Speaking to the media, she lashed out at the professor’s unorthodox teaching methods. “It bothers me, I’m not sending her to school for this,” the woman told 10News .
“To blatantly say you must be naked in order to pass my class… it makes me sick to my stomach. It’s just wrong. This is a memory that my daughter is going to carry with her for the rest of her life.”
The woman, who chose to remain anonymous, broke down in tears during the phone conversation. Professor Ricardo Dominguez, who has been teaching Visual Arts 104A:
"Performing the Self at UCSD for the past 11 years, confirmed that his students do have to be in the nude during the final exam. “The class focuses on the history of body art and performance art in relation to the question of the self or subjectivity,” he explained.
“At the very end of the class, we’ve done several gestures, they have to nude gesture. The prompt is to speak about or do a gesture or create an installation that says, ‘what is more you than you are.”
He revealed that the test will involve 20 students stripping down, including himself, in a candlelit room. He called it a performance of the self. “It’s a standard canvas for performance art and body art. It is very controlled.”
In his defence Dominguez said this is the first complaint he has received in 11 years. He also added that students knew what they were signing up for at the very beginning of his course, reports Oddity Central.
“If they are uncomfortable with this gesture they should not take the class,” he stated. But the student’s mother contested Dominguez’s statement. “Nothing was ever explained, nothing was ever stipulated prior to Thursday,” she insisted.
“There is a perversion going on here. Shame on him and shame on the university.” Chair of the Visual Arts Department Dr. Jordan Crandall attempted to diffuse the situation with an official statement to 10News.
“The concerns of our students are our department’s first priority, and I’d like to offer some contextual information that will help answer questions regarding the pedagogy of VIS 104A,” the statement read.
“Removing clothes is not required in this class. The course is not required for graduation.” But the statement also clarifies the professor’s viewpoint: “VIS 104A is an upper division class that Professor Dominguez has taught for 11 years.
"It has a number of prompts for short performances called “gestures.” Students are graded on the “Nude/Naked Self” gesture just like all the other gestures.
"Students are aware from the start of the class that it is a requirement, and that they can do the gesture in any number of ways without actually having to remove their clothes.”
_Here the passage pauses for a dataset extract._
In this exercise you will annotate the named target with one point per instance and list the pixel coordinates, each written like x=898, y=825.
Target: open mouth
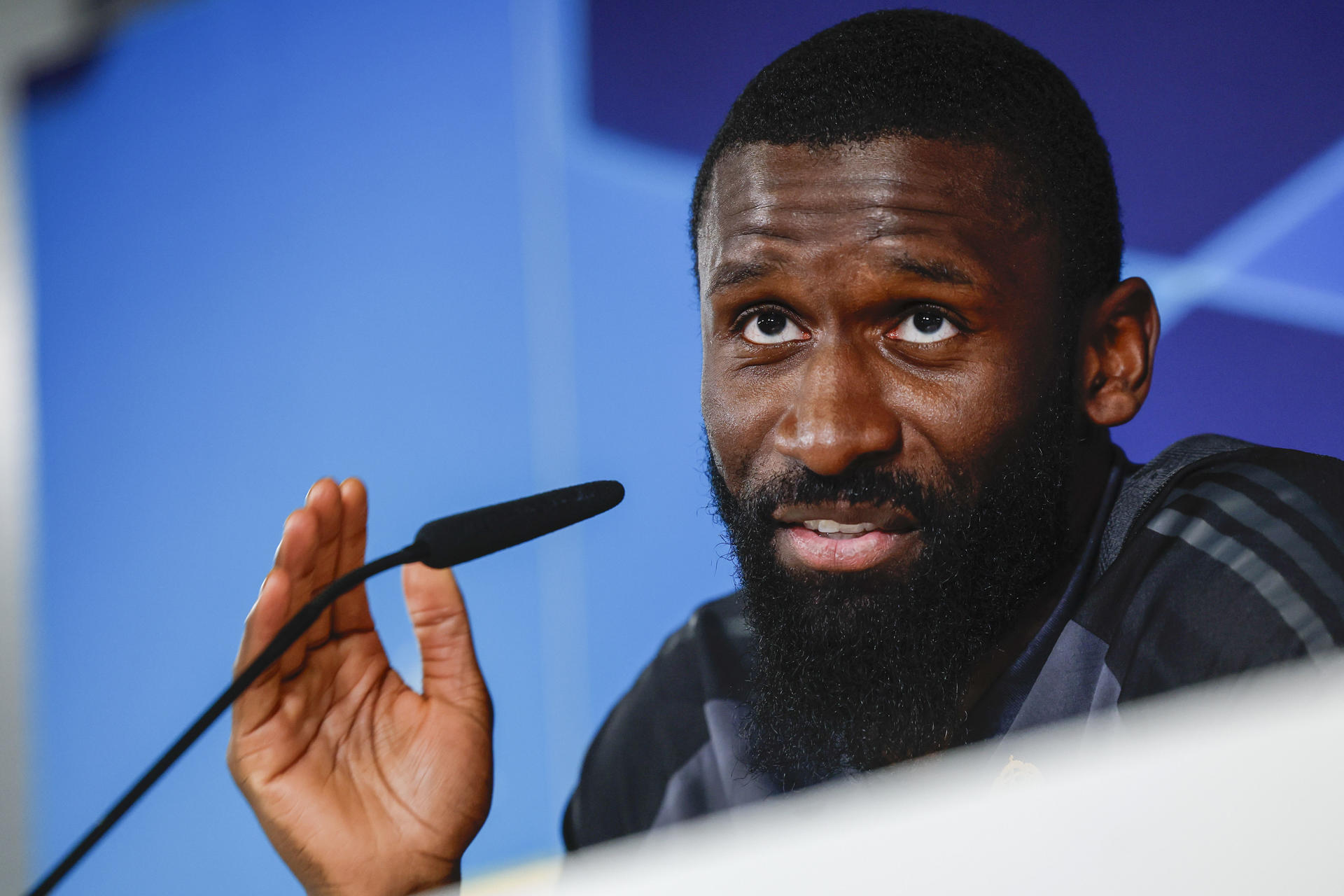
x=843, y=538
“There are many ways to perform nudity or nakedness, summoning art history conventions of the nude or laying bare of one’s “traumatic” or most fragile and vulnerable self. One can “be” nude while being covered,” Crandall’s statement concludes.
However, Professor Ricardo Dominguez admitted that he himself actually is nude, because he finds it difficult to stay clothed while some of his students risk taking their clothes in front of everybody.